Blenderized Tube Feeding: A Survey of Dietitians’ Perspectives, Education, and Perceived Competence
Bibliographic record
Abstract
Increasingly, patients and their caregivers desire blenderized tube feeding (BTF) as an alternative or adjunct to commercial enteral formula. Although dietitians are central in the care of tube fed patients, they do not necessarily have training or experience with BTF and may therefore find it challenging to manage the nutrition of patients who opt for this enteral nutrition approach. To describe dietitians' perspectives, perceived competence, and education on BTF, a cross-sectional survey was conducted by use of an original questionnaire. Dietitians with the authority to practice enteral nutrition in the province of British Columbia, Canada, were included in the study (n = 715).
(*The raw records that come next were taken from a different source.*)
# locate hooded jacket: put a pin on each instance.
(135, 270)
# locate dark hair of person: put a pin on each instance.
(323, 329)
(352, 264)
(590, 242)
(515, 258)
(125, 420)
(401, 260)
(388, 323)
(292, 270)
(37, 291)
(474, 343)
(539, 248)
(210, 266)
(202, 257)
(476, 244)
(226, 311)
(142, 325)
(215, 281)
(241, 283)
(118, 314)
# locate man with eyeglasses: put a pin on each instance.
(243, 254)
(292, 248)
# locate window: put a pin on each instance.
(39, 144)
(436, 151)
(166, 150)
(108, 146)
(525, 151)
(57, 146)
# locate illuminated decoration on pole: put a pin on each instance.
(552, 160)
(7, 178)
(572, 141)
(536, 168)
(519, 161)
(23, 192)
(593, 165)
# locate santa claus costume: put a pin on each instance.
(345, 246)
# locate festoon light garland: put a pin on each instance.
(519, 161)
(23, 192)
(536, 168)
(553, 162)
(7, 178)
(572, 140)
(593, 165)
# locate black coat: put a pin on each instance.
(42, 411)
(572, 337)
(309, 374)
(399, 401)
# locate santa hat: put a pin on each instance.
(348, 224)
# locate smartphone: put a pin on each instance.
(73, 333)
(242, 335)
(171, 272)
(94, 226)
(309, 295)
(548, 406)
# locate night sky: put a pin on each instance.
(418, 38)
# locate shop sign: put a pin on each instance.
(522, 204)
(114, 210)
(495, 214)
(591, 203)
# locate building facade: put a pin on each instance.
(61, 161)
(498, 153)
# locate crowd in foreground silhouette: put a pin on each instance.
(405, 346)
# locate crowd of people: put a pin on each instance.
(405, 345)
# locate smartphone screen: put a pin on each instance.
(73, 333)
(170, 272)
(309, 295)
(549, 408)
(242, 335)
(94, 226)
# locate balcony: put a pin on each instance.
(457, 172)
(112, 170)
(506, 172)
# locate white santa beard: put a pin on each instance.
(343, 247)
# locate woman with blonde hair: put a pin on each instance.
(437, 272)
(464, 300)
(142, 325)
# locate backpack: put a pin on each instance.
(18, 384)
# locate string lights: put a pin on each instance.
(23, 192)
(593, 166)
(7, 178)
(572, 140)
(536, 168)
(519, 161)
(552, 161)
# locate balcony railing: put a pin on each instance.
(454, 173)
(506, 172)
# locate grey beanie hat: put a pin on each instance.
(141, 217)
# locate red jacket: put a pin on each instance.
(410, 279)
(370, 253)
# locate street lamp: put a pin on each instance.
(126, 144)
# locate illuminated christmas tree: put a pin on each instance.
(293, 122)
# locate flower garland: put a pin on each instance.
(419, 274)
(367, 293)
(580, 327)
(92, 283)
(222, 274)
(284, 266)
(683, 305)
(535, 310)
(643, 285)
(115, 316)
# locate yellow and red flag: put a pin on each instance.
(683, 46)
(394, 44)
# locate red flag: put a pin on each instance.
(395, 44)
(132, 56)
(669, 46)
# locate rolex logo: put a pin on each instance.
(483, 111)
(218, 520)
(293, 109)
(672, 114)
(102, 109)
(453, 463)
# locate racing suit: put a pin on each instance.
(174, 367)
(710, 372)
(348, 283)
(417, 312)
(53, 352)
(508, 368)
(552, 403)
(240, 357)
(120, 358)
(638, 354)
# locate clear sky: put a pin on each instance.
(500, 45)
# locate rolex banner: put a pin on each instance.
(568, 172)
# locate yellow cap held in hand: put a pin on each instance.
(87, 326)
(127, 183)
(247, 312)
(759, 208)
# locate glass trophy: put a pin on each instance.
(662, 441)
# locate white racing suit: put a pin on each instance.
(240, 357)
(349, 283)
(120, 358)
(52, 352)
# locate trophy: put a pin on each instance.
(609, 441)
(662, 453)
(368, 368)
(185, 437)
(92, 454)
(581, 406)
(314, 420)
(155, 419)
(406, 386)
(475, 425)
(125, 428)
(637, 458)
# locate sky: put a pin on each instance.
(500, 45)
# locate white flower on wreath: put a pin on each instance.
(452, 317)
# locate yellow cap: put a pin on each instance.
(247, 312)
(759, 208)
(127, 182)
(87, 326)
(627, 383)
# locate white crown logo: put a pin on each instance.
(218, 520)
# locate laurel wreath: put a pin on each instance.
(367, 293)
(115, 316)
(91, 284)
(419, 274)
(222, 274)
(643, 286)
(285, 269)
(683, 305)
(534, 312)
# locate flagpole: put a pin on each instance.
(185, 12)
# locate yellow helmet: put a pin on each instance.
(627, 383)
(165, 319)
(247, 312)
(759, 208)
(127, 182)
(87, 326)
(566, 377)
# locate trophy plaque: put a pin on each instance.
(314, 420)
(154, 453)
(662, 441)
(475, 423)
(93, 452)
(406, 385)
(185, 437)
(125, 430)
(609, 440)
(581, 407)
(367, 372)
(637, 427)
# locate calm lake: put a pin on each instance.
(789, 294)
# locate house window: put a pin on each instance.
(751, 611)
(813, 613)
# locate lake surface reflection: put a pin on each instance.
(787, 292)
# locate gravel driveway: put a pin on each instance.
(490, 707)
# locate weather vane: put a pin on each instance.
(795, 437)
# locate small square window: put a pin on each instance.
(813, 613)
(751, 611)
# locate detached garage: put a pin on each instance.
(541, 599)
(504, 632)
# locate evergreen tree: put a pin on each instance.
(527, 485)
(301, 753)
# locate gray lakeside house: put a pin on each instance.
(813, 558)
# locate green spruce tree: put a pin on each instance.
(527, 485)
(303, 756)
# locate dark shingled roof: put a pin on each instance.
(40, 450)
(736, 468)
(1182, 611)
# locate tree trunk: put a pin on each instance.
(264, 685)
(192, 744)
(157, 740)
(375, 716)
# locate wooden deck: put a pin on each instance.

Of the 221 respondents (31% response rate), 28% reported being knowledgeable about BTF, and 24% reported confidence managing patients on BTF. Few agreed they had the expertise to design, administer, or teach administration of BTF (29%, 15%, and 24%, respectively). In regards to education, 27% of respondents did not have BTF education of any kind, and those with BTF education reported it to be primarily derived from informal sources such as self-directed study and learning from colleagues or patients. These results indicate that among dietitians, formal BTF education is uncommon, and there is limited perceived competence on BTF practice.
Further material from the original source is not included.